Local residents want more trees, less development
At a meeting meant to gauge public opinion regarding acres of undeveloped land near the forthcoming Country Pointe project at Old Country and Round Swamp roads, the majority of attendees were in agreement—nix the buildings and save the trees.
Town of Oyster Bay Councilwoman Rebecca Alesia hosted the event at the Mid Island Y JCC on Manetto Hill Road, mere minutes from the parcel of land in question.
She said this meeting was the first of at least two the town will hold to come to a consensus with the community regarding the close to 58 acres of land given to the town by the Beechwood Organization, the developer behind Country Pointe.
“This is your community and we want you to decide what to do with this land,” she said. “We want to get as close as possible to a unified conclusion and a plan on how to move forward.”
Along with the councilwoman, representatives from the Parks Department and the Department of Public Works were on hand at the meeting, at which numerous residents delivered statements about how they think the town should use the land alloted by Beechwood.
Aside from a few outliers, the majority of speakers said the town would be making a huge mistake if it choice development over nature.
“I’m concerned that you keep removing trees.
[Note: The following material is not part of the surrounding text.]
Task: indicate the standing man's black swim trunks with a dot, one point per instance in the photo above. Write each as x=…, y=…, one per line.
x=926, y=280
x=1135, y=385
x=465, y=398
If anything, we should be adding trees,” said resident Cheryl Unger.
There were a few pro-development attendees, including Susan Polansky, a Plainview resident from USA Track & Field Long Island Association, who said she would like to see a multi-use indoor sports facility.
Another resident, Angel Cepeda, who staged an election bid in 2015 for county legislature, said the town should broaden its vision beyond athletics with a community arts center.
Neither of these suggestions sat well with the audience, as residents who live on Beatrice Lane, which abuts the property, strongly opposed any ideas to build any structures that would compromise their quality of life in Old Bethpage.
One resident said that the Country Pointe project is bad enough and she doesn’t want more developments making it worse.
“I don’t need an amphitheater in my backyard,” said one resident. “Just because there’s land doesn’t mean we have to develop it.”
The idea to expand the soccer fields for Long Island Junior Soccer League and the Plainview-Old Bethpage Soccer Club was met with much more positive feedback, as was a suggestion to build an outdoor basketball court for Plainview PAL Basketball or a little league baseball diamond.
Alesia said her takeaway from the meeting was that anything bigger than sports fields or a passive park would not go over well with the local residents.
She also assured residents that any trees removed by Beechwood would be replaced and not necessary with tiny saplings.
“Any sort of large scale redevelopment of the land did not seem popular to me,” she said, adding that no organization is allowed to remove trees from town land without the town’s consent.
“The town is a designated Tree City USA and I’ve made it clear that no trees should be removed from our land. We can’t replace a 100-year-tree, but we can require them [Beechwood] to plant tall, mature trees, not saplings.”